Gastroparesis makes exercises difficult and problems with pain and fatigue make exercise harder.

Mostly she was happy about my weight loss. The weight loss I’d achieved because the gastroparesis limits how many calories I can consume at one sitting/in a day. One she was so happy was because she has to follow FDA guidelines. Guidelines that are for healthy people people not like me… people without chronic diseases that have no cure and aren’t caused by obesity. The only thing the dietician really helped me with yesterday was a little bit more understanding on how to approach monitoring my calorie intake – and how much fat, protein and carbs I need. Now that I think about it the only reason why I want to see her again is to see her response based on my additional weight loss…. I still can’t eat as much as my recommended calorie count for a day, so my weight loss will continue. (Hopefully I won’t add it back on later.)

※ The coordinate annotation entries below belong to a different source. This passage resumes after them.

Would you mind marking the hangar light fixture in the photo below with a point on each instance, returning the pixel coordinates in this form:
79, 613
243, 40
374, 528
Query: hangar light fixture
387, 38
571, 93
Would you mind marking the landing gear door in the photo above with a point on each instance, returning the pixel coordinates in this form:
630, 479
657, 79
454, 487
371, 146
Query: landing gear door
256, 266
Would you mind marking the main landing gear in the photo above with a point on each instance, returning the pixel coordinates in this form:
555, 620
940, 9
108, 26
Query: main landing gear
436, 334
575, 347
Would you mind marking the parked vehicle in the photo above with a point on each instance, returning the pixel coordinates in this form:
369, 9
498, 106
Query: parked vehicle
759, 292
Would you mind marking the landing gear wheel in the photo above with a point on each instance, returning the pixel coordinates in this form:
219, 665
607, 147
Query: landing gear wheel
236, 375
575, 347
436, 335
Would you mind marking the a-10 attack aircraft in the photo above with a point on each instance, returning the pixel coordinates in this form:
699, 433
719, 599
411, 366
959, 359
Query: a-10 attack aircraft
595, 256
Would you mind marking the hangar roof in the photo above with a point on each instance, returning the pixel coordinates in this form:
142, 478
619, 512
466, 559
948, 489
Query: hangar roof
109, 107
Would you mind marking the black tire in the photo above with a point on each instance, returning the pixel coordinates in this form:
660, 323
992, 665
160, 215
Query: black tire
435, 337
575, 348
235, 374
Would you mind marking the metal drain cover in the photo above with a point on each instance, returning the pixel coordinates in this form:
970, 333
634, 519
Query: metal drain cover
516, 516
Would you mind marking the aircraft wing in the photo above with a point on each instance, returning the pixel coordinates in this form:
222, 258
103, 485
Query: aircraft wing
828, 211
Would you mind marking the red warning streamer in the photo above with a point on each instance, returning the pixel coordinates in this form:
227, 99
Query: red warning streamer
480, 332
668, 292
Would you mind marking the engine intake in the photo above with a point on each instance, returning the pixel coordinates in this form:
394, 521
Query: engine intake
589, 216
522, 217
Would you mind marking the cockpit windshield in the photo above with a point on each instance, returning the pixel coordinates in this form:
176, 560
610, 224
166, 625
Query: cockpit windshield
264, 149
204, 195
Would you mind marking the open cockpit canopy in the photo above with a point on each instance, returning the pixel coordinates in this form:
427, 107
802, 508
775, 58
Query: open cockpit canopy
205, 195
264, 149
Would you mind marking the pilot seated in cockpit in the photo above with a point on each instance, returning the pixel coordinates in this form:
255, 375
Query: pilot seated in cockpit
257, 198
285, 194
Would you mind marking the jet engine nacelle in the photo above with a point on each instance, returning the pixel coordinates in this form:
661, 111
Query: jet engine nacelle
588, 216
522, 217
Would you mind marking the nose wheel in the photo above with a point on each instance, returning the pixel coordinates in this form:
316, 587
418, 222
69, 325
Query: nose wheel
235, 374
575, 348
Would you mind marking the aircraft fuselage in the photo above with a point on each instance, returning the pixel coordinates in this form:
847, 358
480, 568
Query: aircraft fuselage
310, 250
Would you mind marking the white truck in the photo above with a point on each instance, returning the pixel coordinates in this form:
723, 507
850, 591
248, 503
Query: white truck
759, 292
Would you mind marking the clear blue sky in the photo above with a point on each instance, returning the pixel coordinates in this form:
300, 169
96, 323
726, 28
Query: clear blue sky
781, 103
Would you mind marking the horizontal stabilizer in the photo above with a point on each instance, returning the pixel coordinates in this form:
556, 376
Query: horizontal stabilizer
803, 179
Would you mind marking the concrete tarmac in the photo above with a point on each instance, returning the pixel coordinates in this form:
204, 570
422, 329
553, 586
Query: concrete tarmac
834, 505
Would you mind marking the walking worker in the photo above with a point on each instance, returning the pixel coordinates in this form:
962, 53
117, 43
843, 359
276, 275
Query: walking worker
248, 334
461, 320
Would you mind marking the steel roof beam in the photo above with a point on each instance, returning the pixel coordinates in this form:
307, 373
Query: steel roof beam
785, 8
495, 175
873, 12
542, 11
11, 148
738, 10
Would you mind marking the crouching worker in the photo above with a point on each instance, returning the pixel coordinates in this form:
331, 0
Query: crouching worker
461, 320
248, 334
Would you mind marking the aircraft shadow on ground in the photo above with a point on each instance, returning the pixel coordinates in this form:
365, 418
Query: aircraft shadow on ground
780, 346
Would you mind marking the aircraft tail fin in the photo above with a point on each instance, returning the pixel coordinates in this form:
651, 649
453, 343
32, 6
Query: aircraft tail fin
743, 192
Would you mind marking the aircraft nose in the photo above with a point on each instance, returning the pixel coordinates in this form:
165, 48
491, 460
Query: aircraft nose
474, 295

The medical field in this country needs to change, but because our government’s views on medical care access are based on how much people deserve instead of recognizing that medical care access is a human right, we still have very far to go. This should also include changing the relationship between doctor and patient. People need to learn to advocate for themselves, which isn’t the same as arguing with their doctor that WebMD knows more. We need to learn to value our health and know that sometimes lifestyle changes are necessary.